— Дальше не нужно, — остановилась Мария Викторовна.
«Ну, как хочешь», — подумал Букреев.
— Спасибо, что проводили... — Она насмешливо улыбнулась: — Что проводили и уберегли... Мы очень интересно поговорили. До свидания.
Отворачиваясь от ветра, она быстро пошла к дому, особенно не разбирая дороги, и при свете уличного фонаря, который раскачивался и громыхал железным колпаком, Букреев вдруг разглядел, что Мария Викторовна тоже ведь в туфлях...
— Осторожно там, у дверей, — сказал вдогонку Букреев. — Там лед...
Не оборачиваясь, она кивнула, долго что-то возилась с дверью. Помочь, что ли? Но его не звали, сама наконец справилась, дверь хлопнула, и Букреев остался один.
Он еще постоял немного — свет нигде не зажегся: значит, окно выходит на другую сторону. Постоял, вспомнил ее усмешку: «Спасибо, что уберегли...» (а он, может, не ее, а своих офицеров берег!), подумал, что очень уж она самонадеянная особа, и зашагал к своему дому.
На кухне все еще горел свет. Ольга, конечно, и не думала ложиться, хотя он предупредил, что вернется поздно.
«Мы очень интересно поговорили...» О чем же это она с ним разговаривала?
Ничего путного из их разговора Букреев припомнить не мог и, поднимаясь по лестнице, пожал плечами: «Разговаривали!.. Муть зеленая!»
14
В гостинице Марию Викторовну ждало письмо от мужа. Не снимая пальто, она торопливо пробежала первые строчки, заглянула в конец письма и убедилась, что дома все в порядке. Вот только с сыном, сообщал муж, что-то непонятное творится: занялся вдруг боксом, приходит после тренировок в синяках, в школу надевает все только нарядное, а вчера взял и побрился. Это в четырнадцать лет!
Мария Викторовна улыбнулась растерянности мужа: «Что-то творится...» А в другой квартире — она, кажется, догадывалась, у кого, — со сверстницей ее Игоря тоже происходило, наверное, что-то непонятное. Чья-то дочь, такая до этого неаккуратная, вдруг стала придирчива к своим нарядам, а перед тем как вынести мусорное ведро, долго смотрится в зеркало и выбирает, какую кофточку и какие туфли ей надеть.
Все это и с ней когда-то тоже было...
Мария Викторовна впервые подумала, что достигла теперь того возраста, в котором — совсем ведь, кажется, еще недавно — так отчетливо помнила свою маму. Конечно, в те годы мать не казалась ей молодой: какая же это молодость — тридцать семь лет? Видно, родители вообще никогда не могут казаться своим детям молодыми, как, наверно, и она — Игорьку. И раз пришло к ней это понимание — значит, действительно не так уже молода, и, как состарилась ее мама, даже не заметив этого, — так же, наверно, и она не заметит...

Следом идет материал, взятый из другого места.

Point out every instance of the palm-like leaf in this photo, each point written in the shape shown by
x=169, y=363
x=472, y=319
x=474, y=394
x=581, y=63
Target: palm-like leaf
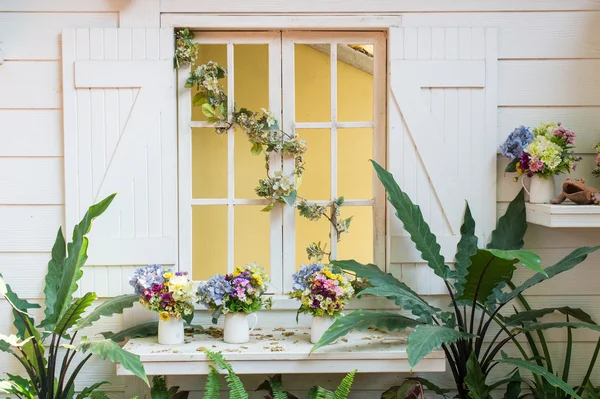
x=412, y=219
x=361, y=320
x=64, y=269
x=426, y=338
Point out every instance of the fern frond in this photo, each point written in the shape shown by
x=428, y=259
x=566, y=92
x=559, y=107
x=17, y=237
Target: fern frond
x=236, y=388
x=343, y=390
x=213, y=384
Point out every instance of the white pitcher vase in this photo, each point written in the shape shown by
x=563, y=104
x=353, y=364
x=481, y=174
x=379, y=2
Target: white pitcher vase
x=541, y=190
x=170, y=332
x=236, y=329
x=319, y=325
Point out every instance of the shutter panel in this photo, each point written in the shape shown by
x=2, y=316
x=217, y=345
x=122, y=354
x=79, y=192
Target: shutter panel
x=120, y=136
x=442, y=145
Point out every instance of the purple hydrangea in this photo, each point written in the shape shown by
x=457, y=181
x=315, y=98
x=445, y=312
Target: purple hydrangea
x=212, y=292
x=301, y=276
x=145, y=278
x=516, y=142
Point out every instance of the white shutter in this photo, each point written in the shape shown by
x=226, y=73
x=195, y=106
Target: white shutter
x=120, y=136
x=442, y=147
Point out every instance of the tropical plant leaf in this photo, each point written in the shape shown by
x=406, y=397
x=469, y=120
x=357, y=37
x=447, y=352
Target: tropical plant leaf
x=426, y=338
x=149, y=329
x=64, y=272
x=541, y=371
x=475, y=379
x=567, y=263
x=466, y=248
x=497, y=271
x=108, y=308
x=413, y=222
x=532, y=315
x=512, y=226
x=74, y=312
x=108, y=349
x=361, y=320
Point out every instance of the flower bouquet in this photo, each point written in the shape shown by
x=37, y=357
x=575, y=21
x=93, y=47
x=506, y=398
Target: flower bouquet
x=322, y=294
x=169, y=293
x=540, y=153
x=236, y=295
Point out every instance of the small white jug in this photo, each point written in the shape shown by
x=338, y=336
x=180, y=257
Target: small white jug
x=236, y=330
x=170, y=332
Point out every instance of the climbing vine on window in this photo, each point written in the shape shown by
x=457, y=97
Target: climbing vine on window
x=265, y=136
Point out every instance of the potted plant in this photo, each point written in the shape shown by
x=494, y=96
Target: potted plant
x=540, y=153
x=237, y=295
x=323, y=294
x=170, y=294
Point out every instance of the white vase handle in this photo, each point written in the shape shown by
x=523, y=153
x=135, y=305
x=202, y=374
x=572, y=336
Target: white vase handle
x=255, y=321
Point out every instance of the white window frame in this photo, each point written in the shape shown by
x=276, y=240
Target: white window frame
x=278, y=22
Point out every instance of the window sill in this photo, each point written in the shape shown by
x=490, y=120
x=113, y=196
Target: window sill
x=270, y=352
x=564, y=215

Мария Викторовна отогнала от себя эти невеселые мысли, сняла пальто и, уже не перескакивая, прочитала все письмо. То, как муж старался скрыть свою досаду, что она не рядом, что без нее он совершенно выбит из привычной для себя колеи, ее особенно тронуло сейчас, потому что, читая письмо, она все время чувствовала какую-то непонятную вину перед ним за сегодняшний вечер. И, остро помня только что пережитое невнимание к ней другого человека, Мария Викторовна была благодарна мужу за теплые слова.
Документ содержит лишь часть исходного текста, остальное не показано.